使用 llama.cpp 进行推理：MiniCPM-Llama3-V 2.5 支持使用 llama.cpp 进行推理。
使用 vLLM 进行推理：提供了使用 vLLM 进行 MiniCPM-V 2.0 推理的示例和步骤。

微调

支持使用 Hugging Face 对 MiniCPM-V 2.0 和 MiniCPM-Llama3-V 2.5 进行简单微调。
支持使用 SWIFT 框架对 MiniCPM-V 系列进行微调。

项目示例

推理请参考

图片示例

推理代码

from chat import MiniCPMVChat, img2base64
import torch
import json

torch.manual_seed(0)

chat_model = MiniCPMVChat('openbmb/MiniCPM-Llama3-V-2_5')
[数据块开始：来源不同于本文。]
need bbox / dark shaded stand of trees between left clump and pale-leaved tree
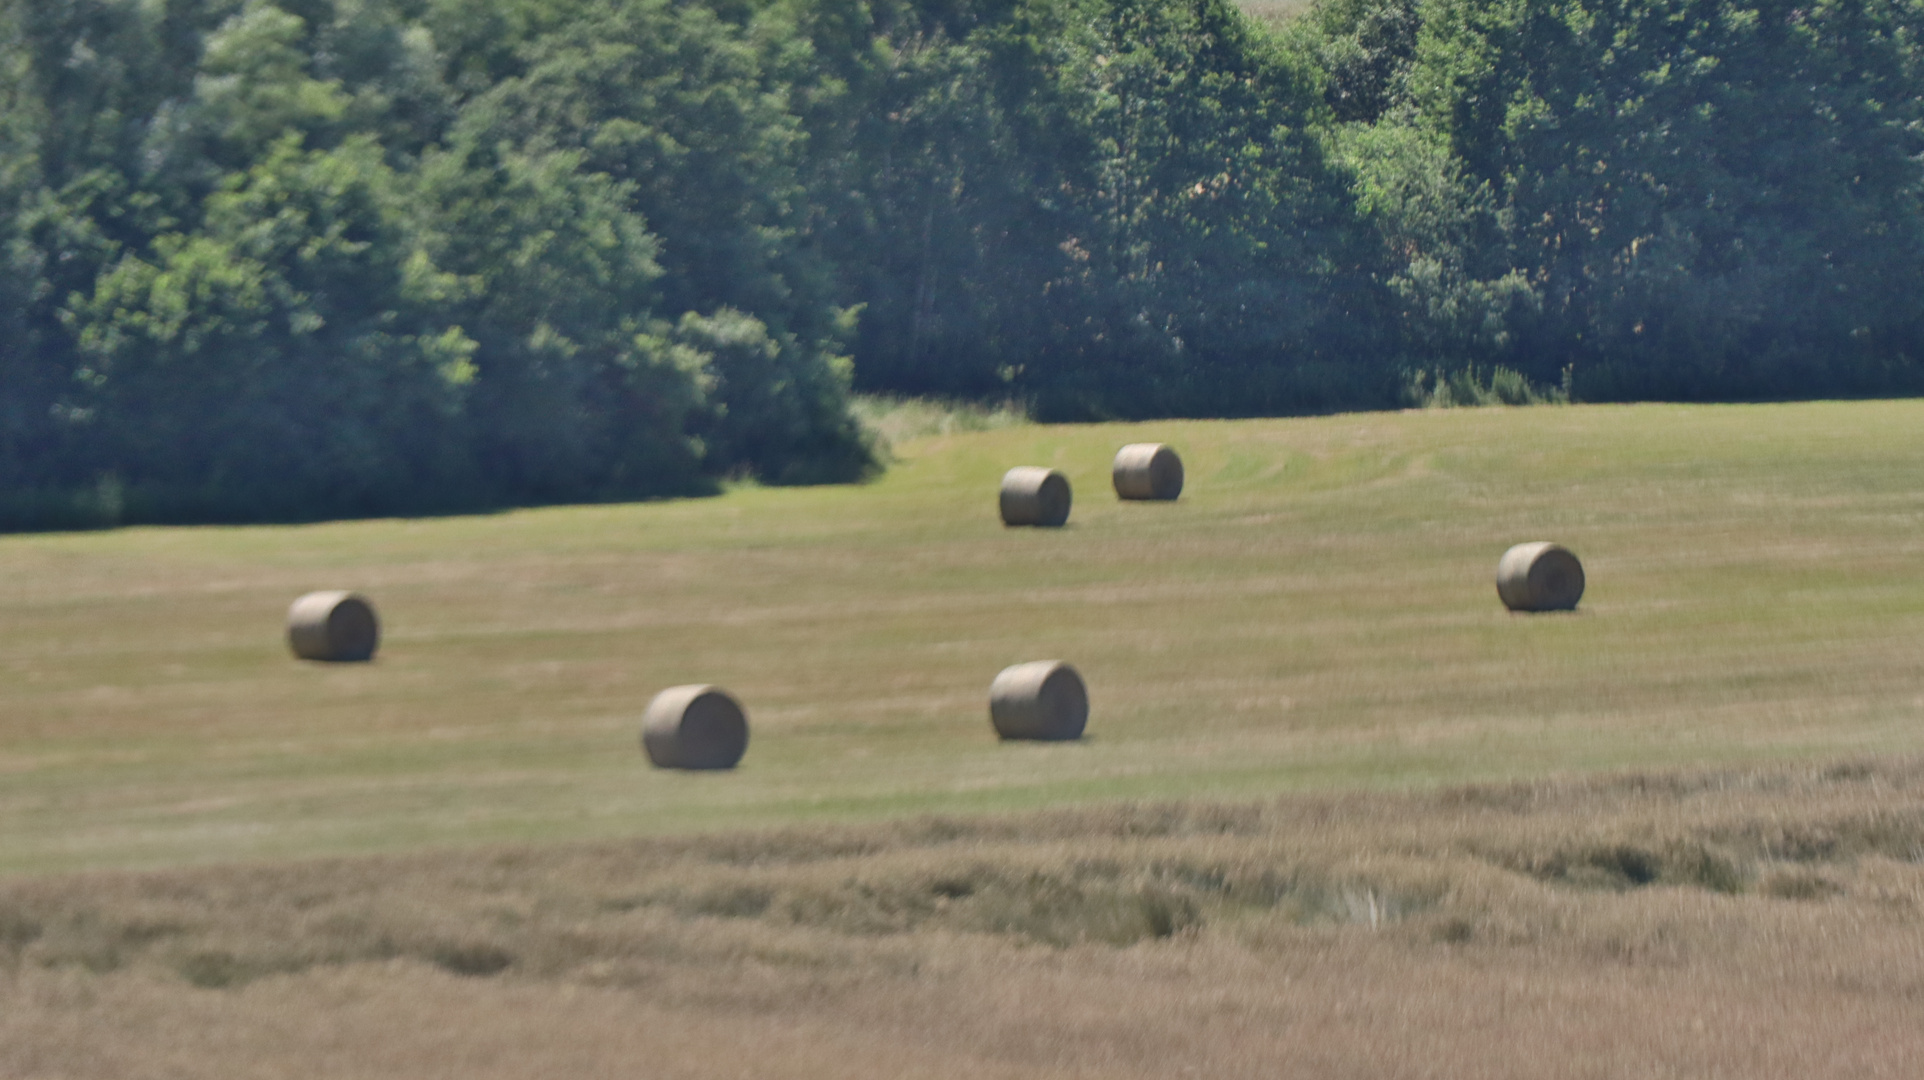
[810,0,1391,418]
im_64 = img2base64('./assets/airplane.jpeg')

# First round chat 
msgs = [{"role": "user", "content": "Tell me the model of this aircraft."}]
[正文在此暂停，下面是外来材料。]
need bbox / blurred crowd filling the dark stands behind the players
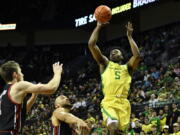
[0,23,180,135]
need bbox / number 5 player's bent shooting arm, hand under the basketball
[88,22,108,66]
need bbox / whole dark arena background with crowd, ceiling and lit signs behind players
[0,0,180,135]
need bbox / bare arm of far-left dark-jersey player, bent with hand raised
[14,62,62,94]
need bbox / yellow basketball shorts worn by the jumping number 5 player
[101,99,131,131]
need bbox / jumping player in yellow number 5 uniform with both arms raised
[88,22,140,135]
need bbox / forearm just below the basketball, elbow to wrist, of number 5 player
[88,25,101,46]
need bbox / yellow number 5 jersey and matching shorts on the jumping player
[101,61,132,131]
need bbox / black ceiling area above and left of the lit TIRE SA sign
[0,0,127,27]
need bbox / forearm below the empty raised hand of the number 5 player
[128,36,140,57]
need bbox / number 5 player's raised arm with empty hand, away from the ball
[126,22,140,70]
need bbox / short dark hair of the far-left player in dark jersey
[0,61,20,82]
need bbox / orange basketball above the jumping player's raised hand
[94,5,112,23]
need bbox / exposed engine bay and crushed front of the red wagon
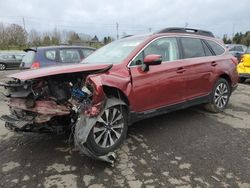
[1,74,93,134]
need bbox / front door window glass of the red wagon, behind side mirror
[131,38,179,66]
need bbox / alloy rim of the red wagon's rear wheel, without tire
[214,83,229,108]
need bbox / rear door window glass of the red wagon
[181,38,206,58]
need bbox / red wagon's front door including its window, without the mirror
[130,37,185,112]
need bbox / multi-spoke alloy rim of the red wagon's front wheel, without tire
[93,107,124,148]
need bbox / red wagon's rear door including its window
[180,37,216,99]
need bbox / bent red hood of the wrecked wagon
[8,64,112,80]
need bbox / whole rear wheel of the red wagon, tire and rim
[204,78,231,113]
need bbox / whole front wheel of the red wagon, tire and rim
[86,105,128,156]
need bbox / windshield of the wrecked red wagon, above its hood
[81,37,145,64]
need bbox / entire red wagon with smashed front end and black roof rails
[1,28,238,162]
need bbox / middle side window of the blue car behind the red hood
[59,49,81,63]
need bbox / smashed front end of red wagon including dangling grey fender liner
[0,67,125,162]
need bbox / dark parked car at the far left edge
[0,54,24,70]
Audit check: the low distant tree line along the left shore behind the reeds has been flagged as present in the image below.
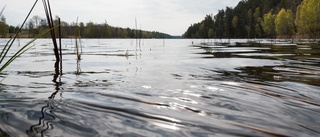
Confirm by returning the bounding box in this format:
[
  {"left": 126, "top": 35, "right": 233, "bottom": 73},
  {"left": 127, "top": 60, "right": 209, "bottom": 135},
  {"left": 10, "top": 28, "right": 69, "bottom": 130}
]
[{"left": 0, "top": 15, "right": 172, "bottom": 38}]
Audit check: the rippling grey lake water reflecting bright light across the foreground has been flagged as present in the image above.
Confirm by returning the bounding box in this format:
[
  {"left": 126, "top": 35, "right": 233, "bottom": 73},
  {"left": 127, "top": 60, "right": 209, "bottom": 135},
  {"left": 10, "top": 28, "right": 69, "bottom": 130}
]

inputs = {"image": im_64, "question": json.dumps(msgs)}
answer = chat_model.chat(inputs)
print(answer)

# Second round chat 
# pass history context of multi-turn conversation
msgs.append({"role": "assistant", "content": answer})
msgs.append({"role": "user", "content": "Introduce something about Airbus A380."})
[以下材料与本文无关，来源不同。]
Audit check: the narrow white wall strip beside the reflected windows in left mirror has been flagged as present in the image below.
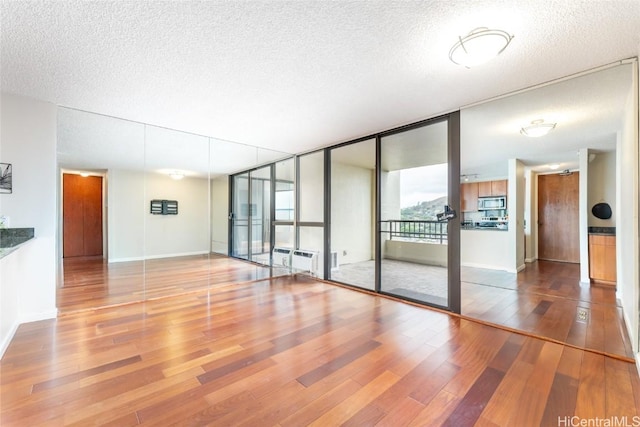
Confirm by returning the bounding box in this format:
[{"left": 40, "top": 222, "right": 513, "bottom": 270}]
[{"left": 211, "top": 176, "right": 229, "bottom": 255}]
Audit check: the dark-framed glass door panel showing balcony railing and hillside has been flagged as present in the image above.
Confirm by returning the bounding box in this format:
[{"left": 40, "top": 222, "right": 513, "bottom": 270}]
[{"left": 378, "top": 118, "right": 460, "bottom": 311}]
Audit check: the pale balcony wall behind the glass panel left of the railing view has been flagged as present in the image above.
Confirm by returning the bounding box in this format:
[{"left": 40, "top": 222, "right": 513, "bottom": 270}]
[{"left": 331, "top": 162, "right": 375, "bottom": 265}]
inputs = {"image": im_64, "question": json.dumps(msgs)}
answer = chat_model.chat(inputs)
print(answer)

输出：

"The aircraft in the image is an Airbus A380, which can be identified by its large size, double-deck structure, and the distinctive shape of its wings and engines. The A380 is a wide-body aircraft known for being the world's largest passenger airliner, designed for long-haul flights. It has four engines, which are characteristic of large commercial aircraft. The registration number on the aircraft can also provide specific information about the model if looked up in an aviation database."
# 图片中的飞机是空客A380，可通过其庞大的体型、双层结构以及独特翼型和发动机形状来辨认。A380是一款宽体飞机，作为全球最大的客运飞机而闻名，专为长途航班设计。它装备有四个发动机，这是大型商业飞机的典型特征。如果在航空数据库中查询，飞机上的注册号还能提供更多具体型号信息。
"The Airbus A380 is a double-deck, wide-body, four-engine jet airliner made by Airbus. It is the world's largest passenger airliner and is known for its long-haul capabilities. The aircraft was developed to improve efficiency and comfort for passengers traveling over long distances. It has two full-length passenger decks, which can accommodate more passengers than a typical single-aisle airplane. The A380 has been operated by airlines such as Lufthansa, Singapore Airlines, and Emirates, among others. It is widely recognized for its unique design and significant impact on the aviation industry."
# 空客A380是由空客制造的一款双层、宽体、四引擎喷气式客机，它是世界上最大的客运飞机，并以其长距离飞行能力著称。该飞机是为了提升长途旅行乘客的效率与舒适度而研发的。它拥有两个全长的乘客甲板，能比一般的单通道飞机容纳更多乘客。A380已被多家航空公司运营，包括汉莎航空、新加坡航空和阿联酋航空等。它因独特的设计及对航空业的重大影响而广为人知。